Around 180 workers at Cadbury have been saved from redundancy following more than a year of talks – as rumours circulate of the parent firm of the Birmingham chocolate giant merging with Pepsi.

Long-running talks between the Unite union and Cadbury’s US owner Mondelez have safeguarded the vast majority of jobs under threat since late 2011 at Bournville..

In December 2011 the parent group, then under the Kraft banner, announced 200 jobs were to go in the biggest jobs cull since the controversial £11.7 billion US takeover of Cadbury was completed in February 2010.

But Unite regional official Joe Clarke revealed a reduction in agency workers and negotiations around overtime had saved the overwhelming majority of jobs under threat at Cadbury.

This comes as reports claim a major US investor could see Pepsi and Mondelez united under a giant fund management firm.

Speaking of the Midland jobs, Mr Clarke said: “We are still ticking over with the consultation process but we estimate that there are only about 20 leavers – we are not allowing agency people to be holding down core jobs at the same time that we are looking at a redundancy situation.

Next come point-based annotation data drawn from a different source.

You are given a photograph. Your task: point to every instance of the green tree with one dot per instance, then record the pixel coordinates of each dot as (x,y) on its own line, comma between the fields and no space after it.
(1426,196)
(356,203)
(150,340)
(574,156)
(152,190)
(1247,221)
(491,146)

“If we had allowed them to go ahead and go through the redundancy process we would increase the ratio of agency to core jobs. There are only about 27 core jobs being done by agency workers at the moment whereas it was about 80 to start with.

“The company has benefited out of this because these agency workers are paid the same as our core guys and they have achieved savings through this process.

“Considering we are 15 months into a consultation process, we have done a very good job in relation to the manufacturing side – the company has been working very well with us.”

Mr Clarke said more workers were expected to leave Cadbury through natural wastage. “There will be a scenario where more people will leave the business but these people will go naturally. And we are taking on apprentices each year as well – we are talking about between six and 10 manufacturing apprentices.”

The successful jobs negotiations come over a year after the expiry of a two-year truce on manufacturing job losses announced with the completion of the Cadbury takeover in the winter of 2010.

Meanwhile, unconfirmed reports have emerged suggesting that Nelson Peltz, one of America’s best-known corporate raiders, could trigger a £112 billion merger of PepsiCo and Mondelez after buying major stakes in the two consumer giants.

Weekend reports said the 71 year-old investor had been building shareholdings in both Pepsi and Mondelez via his vehicle Trian Fund Management.

The reports said the exact sizes of the stakes in the two US-listed companies remained unclear, although speculation claims there are plans for a £1.3 billion-plus buying spree.

However, it is claimed that the size of the holdings under the investor’s control could be even larger as sources say other investors have been providing backing for the stakebuilding venture via special purpose vehicles.

Mr Peltz, a New Yorker from Brooklyn is worth £572 million, according to Forbes magazine. One of his most notable investments in a British company was his acquisition of a stake in Cadbury Schweppes in late 2006.

Just days after Cadbury disclosed that Trian had acquired a near three per cent shareholding in 2007, the company said it would split into two businesses, one focused on drinks, such as Snapple and Dr Pepper, the other on confectionery, including Dairy Milk.

Mr Peltz and Trian Fund Management have not commented on the speculation.